Khalil Beschir, a co-founder of the eSkootr championship, saw a role similar even to the one played by motorsport in the early days of the automobile.
“Yes, we are creating a new sport, we are creating an accessible sport,” the Lebanese entrepreneur and former car racer told Reuters ahead of Saturday’s race.
“At the same time we have a mission to help governments, cities, to develop safe riders and to work with cities on the right way of using these scooters.”
“It’s where cars used to be in 1910,” he said of the arrival in numbers of electric scooters on city streets four or five years ago.
“People complained about them, hated them when they came to the cities: ‘they are not safe, they are everywhere’,” he said. “We use the racing to be a lab, of safety, of infrastructure, of technology.
“This is the aim of eSC — to develop this, as motorsport and Formula One did with the car industry.”
Austrian former F1 racer and twice Le Mans 24 Hours winner Alex Wurz, who is also the chairman of the Grand Prix Drivers’ Association (GPDA), is a co-founder along with Brazilian former Formula E champion Lucas Di Grassi.
Formula One veteran Nico Hulkenberg has a team and there are plenty of people in the background with links to motorsport’s world body, the International Automobile Federation (FIA).
The series has, however, set up its own commission, headed by Wurz, with a stated aim “to regulate and promote the safe and sustainable development of micromobility in sport and urban micromobility”.
“We think that we have a really strong product,” Wurz, who first started working on the concept in 2018, told Reuters at a former newspaper printing site in London’s Docklands that hosted the first race.
“We have a huge opportunity for grassroots sport to be definitely the cheapest motorsport entry you can find and then a career ladder through to world championship level.
“Beside our sporting ambition, from the first minute I said micromobility is such a hot, fast growing topic and sector we have an obligation to create a synergy between racing and road safety.”
Insurers see e-scooters as inherently more dangerous than bikes or cars while trial projects for e-scooter providers in some cities have featured speed restrictions and tight regulations.
In London, electric scooters are a common sight but currently legal only on private land or via authorised hire schemes, although the government has said it is planning new rules to expand usage.
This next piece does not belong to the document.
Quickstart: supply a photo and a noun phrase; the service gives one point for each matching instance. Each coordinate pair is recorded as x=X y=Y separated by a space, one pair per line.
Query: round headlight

Wurz said it was “mind blowing” how many interested cities and stakeholders had approached eSC, and he hoped to have an influence on urban design.
“The way we are consuming mobility is fundamentally changing,” he added.
“In the future some of our roads will actually become living space, a shared space where you walk, some on cycles, some on electric scooters and we need to co-exist.
“And we can. That’s the journey — to educate people, to regulate, to create the engineering. How we are separated but yet together. The legislation needs to be in line.”
The eSkootr machines raced by 30 riders from 10 teams weigh some 40kg and feature two six kw motors with top speeds in excess of 100kph.
The tyres are produced from vegetable oil and the grip allows the male and female riders — drawn from sports ranging from snowboarding and speed skating to hockey, cycling and motorbikes — to lean 60 degrees into the corners.
The inaugural winner around the 12-turn 470 metre course was Swiss rider Matis Neyroud, ahead of Britain’s Dan Brooks and India’s Anish Shetty.
Other races will follow in Switzerland, Italy, France, Spain and the United States with Asia and Africa likely to be added from next season.
A global broadcast agreement has been signed for races to be shown in more than 200 countries on sports streaming platform DAZN.
“I think it will catch on. Everyone I’ve told about it and who has seen about it, they think it’s so interesting and going to be fun,” said Britain’s former BMX world championship bronze medallist Tre Whyte. “I just loved it straight away.”